The killer ultimately turns out to be [spoiler alert!] Peter Cable (Charles Cioffi), a 1-percenter who discovered he liked beating up women to within an inch of their lives when he started purchasing the services of prostitutes and realized just having paid-for sex wasn’t sufficiently turning him on. Cable’s matter-of-fact explanation as to why he’s doing what he’s doing and why he believes he has a perfect right to exploit people and kill them if they threaten to expose his secret is very much of the time and the radical-Left sympathies of many of the creative people involved in this film, Fonda and (to a lesser extent) Sutherland in particular. It also plays quite differently in the Donald Trump era than it did in 1971; then we just hated him but now we’re afraid that people like him will end up running the country (again). Klute is a good film but also a rather ponderous one; we get way too much explanation of what’s going on. What earned Jane Fonda her Academy Award was the sheer authority with which she plays Bree Daniel, staking out territory far different from the (stereo)typical portrayals of prostitutes then and now; though Bree is trying to break into modeling and acting (we see her rehearse a little-theatre production and we get to meet her as part of a cattle-call audition for a modeling job which she, naturally, doesn’t get), she’s proud of her skills as a sex worker and in particular her ability to make her johns believe that she’s having the time of her life with them when she isn’t. Indeed, there’s a throwaway line in the film in which she tells Klute early on in their sexual relationship that with him she’s experienced orgasm for the first time in her life.

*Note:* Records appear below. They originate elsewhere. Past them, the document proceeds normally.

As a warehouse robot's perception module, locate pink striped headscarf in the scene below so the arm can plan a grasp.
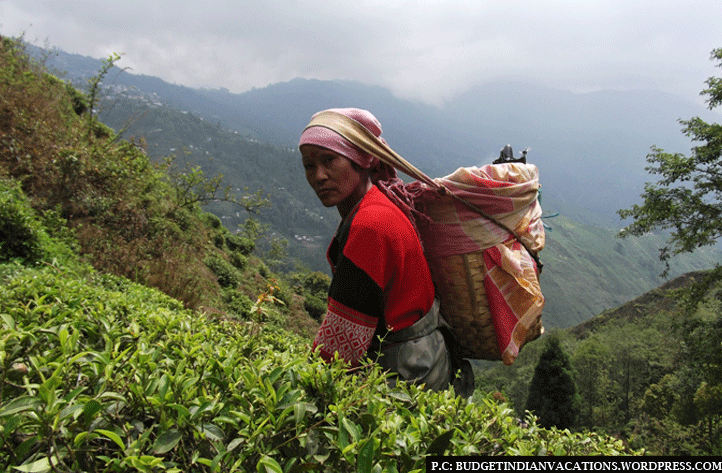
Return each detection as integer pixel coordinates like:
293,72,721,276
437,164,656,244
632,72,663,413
298,108,383,169
298,108,428,240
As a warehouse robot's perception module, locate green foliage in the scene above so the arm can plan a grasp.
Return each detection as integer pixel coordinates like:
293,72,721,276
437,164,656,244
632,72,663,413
0,267,629,471
0,179,47,262
0,37,636,472
526,337,579,429
291,271,331,322
225,234,256,256
204,255,243,289
619,49,722,284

At the same time Jane Fonda was coming off a film, Barbarella, a science-fiction movie that cast her as an out-and-out nymphomaniac, so it’s not like audiences weren’t used to seeing her as a wanton woman pushing the envelope of conventional sexual morality.

The TCM showing of Klute was introduced by a man who’s been writing about Academy Award winners and how they felt on the Big Night, and in Jane Fonda’s case she felt embarrassed that she was winning a competitive Oscar while her father, Henry Fonda, never had. (Jane would win her second Best Actress Academy Award in 1978 for the anti-war film Coming Home; Henry wouldn’t win until his next-to-last film, On Golden Pond, in 1982, in which he and Jane played the father and daughter they in fact were.) When Jane Fonda was shooting Klute she already had to deal with a lot of hatred from the crew members; though she hadn’t taken the infamous trip to Hanoi in which she rode atop a turret with North Viet Namese gunners shooting at American bombers (that would happen in 1972 and would earn her the nickname “Hanoi Jane” and the enduring hatred of the American Right), her activities with the anti-war movement and the F.T.A. tour (the initials variously meant “Free the Army” and “Fuck the Army,” depending on how transgressive the people running it wanted to be at any given moment) had aroused the ire of many real-life crew members who supported the war and aligned themselves with the hard-hat-wearing counter-demonstraters who were beating up anti-war protesters on the streets of New York and other major cities. When Jane Fonda was nominated for Klute, she wisely sought counsel from her father as to what she would say if she won; he told her not to say anything political, so she didn’t – though she kinda-sorta hinted at it at the end.